ABCI 3.0 achieves a highly cost-effective all-flash storage system by adopting QLC (Quad-Level Cell, 4-bit MLC) SSDs. The storage system provides Lustre parallel file system and AWS S3 compatible object storage.

ABCI 3.0 also has Interactive Nodes and Gateway Nodes. Interactive nodes are servers to login and used to compile programs and submit jobs to compute nodes. Gateway nodes are NAT servers that are located between compute nodes and the Internet. Compute nodes are not directly connected to the Internet, their access to the Internet is relayed through gateway nodes.

ABCI 3.0 provides a set of system software that makes maximum use of hardware resources and realizes advanced development of foundation models, and cloud operation. Table 2 shows the list of major software. Note that this is just a list at the initial installation time and will be updated in the future. In order to facilitate easy migration from the previous system, the usage model is basically the same, including operating system, job scheduler, a temporal shared file system using local SSDs (BeeOND), and container support. A notable additional feasure to the previous system is Open OnDemand [6, 7] support, which provides users with a way to access computing resources via a web browser instead of SSH.

In order to achieve high resource utilization, ABCI 3.0 uses Altair PBS Professional job scheduler for resource management. Each compute node has eight GPUs, but some workloads may require fewer GPUs and/or CPU cores. ABCI 3.0 allocates the same compute node to multiple jobs without resource oversubscription, with the job scheduler dynamically allocating a partial resources using cgroups and disk quota. Table 3 summarises ABCI 3.0 resource types. It intends a single compute node (rt_HF) can be divided into eight rt_HG instances and two rt_HC instances.

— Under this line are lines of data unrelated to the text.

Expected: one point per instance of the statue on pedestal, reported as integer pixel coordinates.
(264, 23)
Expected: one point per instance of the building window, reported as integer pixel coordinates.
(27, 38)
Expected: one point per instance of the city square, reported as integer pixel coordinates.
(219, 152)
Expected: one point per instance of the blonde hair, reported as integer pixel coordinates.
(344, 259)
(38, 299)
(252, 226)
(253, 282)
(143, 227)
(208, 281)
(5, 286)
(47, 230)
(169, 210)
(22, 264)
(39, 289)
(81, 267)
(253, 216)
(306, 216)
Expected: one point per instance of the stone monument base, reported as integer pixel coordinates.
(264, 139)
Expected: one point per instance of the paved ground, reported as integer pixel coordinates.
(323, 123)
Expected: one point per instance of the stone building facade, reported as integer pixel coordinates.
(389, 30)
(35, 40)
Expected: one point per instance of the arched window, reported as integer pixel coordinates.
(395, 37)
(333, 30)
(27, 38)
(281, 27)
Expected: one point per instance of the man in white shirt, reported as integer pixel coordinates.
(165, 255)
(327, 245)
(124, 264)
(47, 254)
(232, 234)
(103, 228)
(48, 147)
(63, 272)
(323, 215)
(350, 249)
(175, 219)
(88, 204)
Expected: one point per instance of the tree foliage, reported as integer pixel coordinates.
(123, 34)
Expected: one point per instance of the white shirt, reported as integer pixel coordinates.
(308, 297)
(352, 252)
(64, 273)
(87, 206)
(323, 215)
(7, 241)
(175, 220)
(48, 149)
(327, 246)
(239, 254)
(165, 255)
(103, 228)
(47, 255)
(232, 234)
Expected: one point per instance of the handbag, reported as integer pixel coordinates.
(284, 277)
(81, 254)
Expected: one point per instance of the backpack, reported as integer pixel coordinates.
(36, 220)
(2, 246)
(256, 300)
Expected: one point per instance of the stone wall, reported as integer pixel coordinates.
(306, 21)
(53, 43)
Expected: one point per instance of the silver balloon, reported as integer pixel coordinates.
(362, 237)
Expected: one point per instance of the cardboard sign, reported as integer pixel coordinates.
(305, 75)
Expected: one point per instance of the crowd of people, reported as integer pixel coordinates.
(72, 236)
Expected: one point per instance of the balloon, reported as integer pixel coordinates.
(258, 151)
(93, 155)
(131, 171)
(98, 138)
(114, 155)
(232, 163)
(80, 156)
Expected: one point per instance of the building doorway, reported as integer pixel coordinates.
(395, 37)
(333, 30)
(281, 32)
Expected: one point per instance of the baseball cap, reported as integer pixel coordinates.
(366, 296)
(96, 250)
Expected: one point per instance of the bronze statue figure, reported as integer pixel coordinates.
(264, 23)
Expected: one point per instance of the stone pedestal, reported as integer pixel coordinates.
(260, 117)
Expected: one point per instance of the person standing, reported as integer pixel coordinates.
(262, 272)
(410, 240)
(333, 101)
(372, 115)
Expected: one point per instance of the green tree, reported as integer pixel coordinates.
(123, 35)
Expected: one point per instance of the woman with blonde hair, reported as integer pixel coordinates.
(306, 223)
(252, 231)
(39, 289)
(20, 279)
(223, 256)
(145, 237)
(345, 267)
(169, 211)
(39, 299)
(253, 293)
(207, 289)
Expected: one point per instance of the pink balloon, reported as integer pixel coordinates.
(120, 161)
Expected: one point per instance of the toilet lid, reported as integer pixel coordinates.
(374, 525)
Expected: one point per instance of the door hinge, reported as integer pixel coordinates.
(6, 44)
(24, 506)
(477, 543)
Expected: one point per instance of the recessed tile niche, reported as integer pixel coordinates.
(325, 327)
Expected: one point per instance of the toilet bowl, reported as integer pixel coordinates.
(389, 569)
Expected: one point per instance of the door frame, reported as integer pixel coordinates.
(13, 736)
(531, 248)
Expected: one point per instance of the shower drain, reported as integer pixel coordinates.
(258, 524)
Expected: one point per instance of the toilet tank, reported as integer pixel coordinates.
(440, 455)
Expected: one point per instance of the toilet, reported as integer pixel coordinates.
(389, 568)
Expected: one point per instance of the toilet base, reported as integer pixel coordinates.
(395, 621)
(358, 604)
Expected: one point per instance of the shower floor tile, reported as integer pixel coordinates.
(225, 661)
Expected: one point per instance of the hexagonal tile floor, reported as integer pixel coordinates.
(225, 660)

Unlike HPC, AI related software updates frequently, making it difficult for system operators to prepare all the necessary software in advance. Therefore, it is necessary for users to be able to freely customize their software environment. One such mechanism is environment modules, and the other is containers. We provide several environment modules to enable users easily use various kinds and versions of software libraries, including CUDA, cuDNN, NCCL, MPI, and Python. Users can build their development environments by loading environment modules and then installing necessary Python libraries such as PyTorch, DeepSpeed, Hugging Face Hub by running pip, Anaconda, or similar tools. There are several container runtime systems that integrates well with HPC environments. For example, Singularity, Podman, and Enroot. ABCI 3.0 initially support Singularity Community Edition (CE). In addition, Spack software package manager helps users compile and install software that is not officially supported by ABCI.

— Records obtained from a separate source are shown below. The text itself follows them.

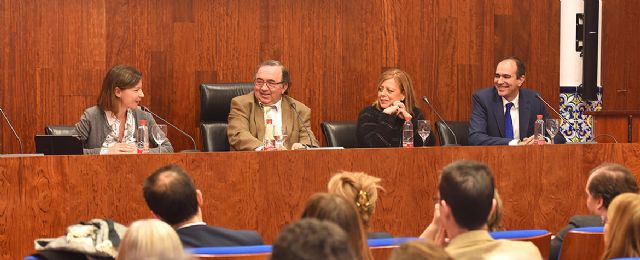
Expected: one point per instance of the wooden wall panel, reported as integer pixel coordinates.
(56, 52)
(620, 55)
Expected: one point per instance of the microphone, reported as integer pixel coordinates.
(195, 148)
(12, 129)
(293, 106)
(455, 138)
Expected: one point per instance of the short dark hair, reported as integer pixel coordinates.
(311, 239)
(520, 68)
(285, 72)
(120, 76)
(467, 187)
(171, 194)
(610, 180)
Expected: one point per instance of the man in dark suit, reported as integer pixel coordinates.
(490, 123)
(605, 182)
(173, 198)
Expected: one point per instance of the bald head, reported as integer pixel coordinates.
(171, 194)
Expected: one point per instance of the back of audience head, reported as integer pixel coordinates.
(467, 189)
(171, 195)
(359, 188)
(622, 230)
(605, 182)
(312, 239)
(420, 250)
(334, 208)
(151, 239)
(495, 217)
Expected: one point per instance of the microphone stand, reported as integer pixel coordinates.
(12, 130)
(455, 138)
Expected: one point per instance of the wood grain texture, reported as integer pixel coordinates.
(541, 188)
(56, 52)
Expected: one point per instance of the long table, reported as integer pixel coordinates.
(542, 186)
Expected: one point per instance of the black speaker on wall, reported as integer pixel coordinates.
(589, 88)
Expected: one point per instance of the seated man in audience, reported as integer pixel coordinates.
(466, 200)
(605, 182)
(173, 198)
(269, 99)
(312, 239)
(504, 114)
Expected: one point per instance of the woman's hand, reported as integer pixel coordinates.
(398, 108)
(123, 148)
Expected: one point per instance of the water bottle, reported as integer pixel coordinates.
(142, 137)
(269, 140)
(538, 131)
(407, 133)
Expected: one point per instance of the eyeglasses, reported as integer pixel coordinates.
(270, 83)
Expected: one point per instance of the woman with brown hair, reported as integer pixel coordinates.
(110, 126)
(362, 190)
(380, 124)
(325, 206)
(622, 228)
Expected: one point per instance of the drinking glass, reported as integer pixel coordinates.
(159, 133)
(424, 129)
(280, 135)
(552, 126)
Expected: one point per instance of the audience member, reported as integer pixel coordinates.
(337, 209)
(622, 231)
(466, 199)
(269, 99)
(380, 124)
(495, 218)
(362, 190)
(110, 126)
(312, 239)
(151, 239)
(504, 114)
(605, 182)
(420, 250)
(173, 198)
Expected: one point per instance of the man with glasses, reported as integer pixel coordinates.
(269, 100)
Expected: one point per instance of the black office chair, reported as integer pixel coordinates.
(215, 102)
(59, 130)
(340, 134)
(460, 128)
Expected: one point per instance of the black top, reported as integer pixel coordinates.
(207, 236)
(575, 222)
(377, 129)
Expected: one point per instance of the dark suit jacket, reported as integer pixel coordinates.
(207, 236)
(575, 222)
(486, 126)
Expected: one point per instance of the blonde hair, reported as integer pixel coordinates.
(405, 84)
(151, 239)
(359, 188)
(418, 250)
(622, 236)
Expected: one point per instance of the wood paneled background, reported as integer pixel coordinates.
(54, 53)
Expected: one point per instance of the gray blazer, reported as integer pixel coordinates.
(93, 130)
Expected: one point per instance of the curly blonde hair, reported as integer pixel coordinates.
(359, 188)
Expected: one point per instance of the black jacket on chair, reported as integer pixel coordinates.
(207, 236)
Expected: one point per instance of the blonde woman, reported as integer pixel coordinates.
(151, 239)
(380, 124)
(622, 229)
(362, 190)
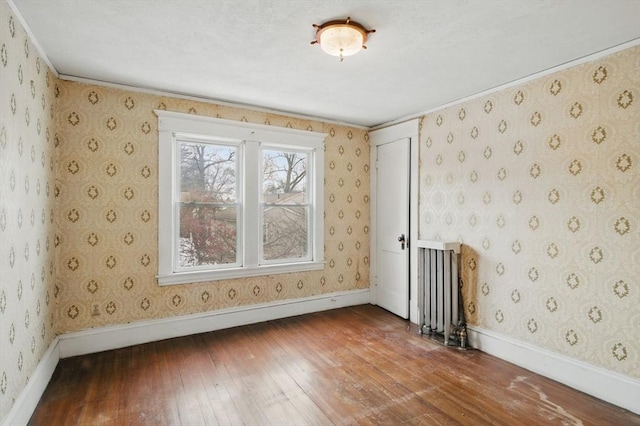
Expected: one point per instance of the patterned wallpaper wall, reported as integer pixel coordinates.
(107, 212)
(540, 183)
(27, 266)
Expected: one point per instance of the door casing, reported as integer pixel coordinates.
(408, 129)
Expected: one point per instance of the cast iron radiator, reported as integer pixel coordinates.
(439, 298)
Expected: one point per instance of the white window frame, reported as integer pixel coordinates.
(171, 127)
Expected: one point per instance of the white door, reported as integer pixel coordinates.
(392, 227)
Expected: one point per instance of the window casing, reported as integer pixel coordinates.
(237, 199)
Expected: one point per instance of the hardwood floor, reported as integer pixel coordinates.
(359, 365)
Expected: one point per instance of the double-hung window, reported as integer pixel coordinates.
(237, 199)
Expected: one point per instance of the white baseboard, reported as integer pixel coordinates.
(107, 338)
(615, 388)
(120, 336)
(28, 399)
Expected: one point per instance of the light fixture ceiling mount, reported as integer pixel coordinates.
(341, 37)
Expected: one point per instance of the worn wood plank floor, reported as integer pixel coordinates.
(359, 365)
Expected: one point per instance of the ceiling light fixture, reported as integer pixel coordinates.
(341, 38)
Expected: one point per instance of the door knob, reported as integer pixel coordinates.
(402, 240)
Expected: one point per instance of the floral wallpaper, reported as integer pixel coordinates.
(106, 194)
(540, 183)
(27, 218)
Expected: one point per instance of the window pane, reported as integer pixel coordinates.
(284, 178)
(207, 235)
(207, 173)
(285, 232)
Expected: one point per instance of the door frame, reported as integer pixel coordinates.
(408, 129)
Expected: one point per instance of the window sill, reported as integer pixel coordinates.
(224, 274)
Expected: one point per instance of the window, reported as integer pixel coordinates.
(237, 199)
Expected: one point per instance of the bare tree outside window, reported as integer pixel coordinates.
(285, 209)
(208, 214)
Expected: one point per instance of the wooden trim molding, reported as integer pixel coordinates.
(28, 399)
(120, 336)
(615, 388)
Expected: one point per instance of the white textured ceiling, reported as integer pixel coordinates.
(425, 53)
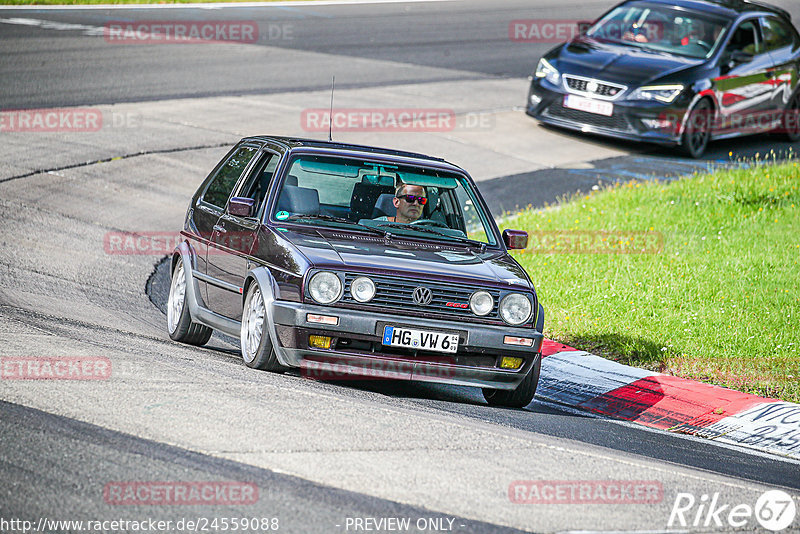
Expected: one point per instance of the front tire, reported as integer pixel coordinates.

Figure 2 shows the overview of our AI data center facility that was built at the same time as ABCI 1.0. We have reported the detailed design of the original AI data center in [8]. For the installation of ABCI 3.0, we have upgraded the electrical and cooling capacities. Currently, we have 6MW of electrical capacity, 5.2MW of cooling capacity, and 144 racks of space.

ABCI 1.0 and 2.0 are very successful systems for advancing AI R&D in Japan. However, in the era of generative AI, AI industry is changing rapidly, and the situation surrounding ABCI is completely different from when we started the ABCI project. With government and other investment, the presence of domestic commercial cloud providers is growing. As a result of this situation, the role of ABCI must be shifted. ABCI 3.0 should focus on challenging research and development based on national demands, such as sovereign AI, and encouraging AI startups should also be an important mission. We provide large-scale computing resources needed for more challenging R&D by relaxing the current usage limits, including the number of nodes per job, node-time product per job, maximum reserved duration, and etc. We also plan to conduct development acceleration programs and user events. The latest information is available on the ABCI homepage [1].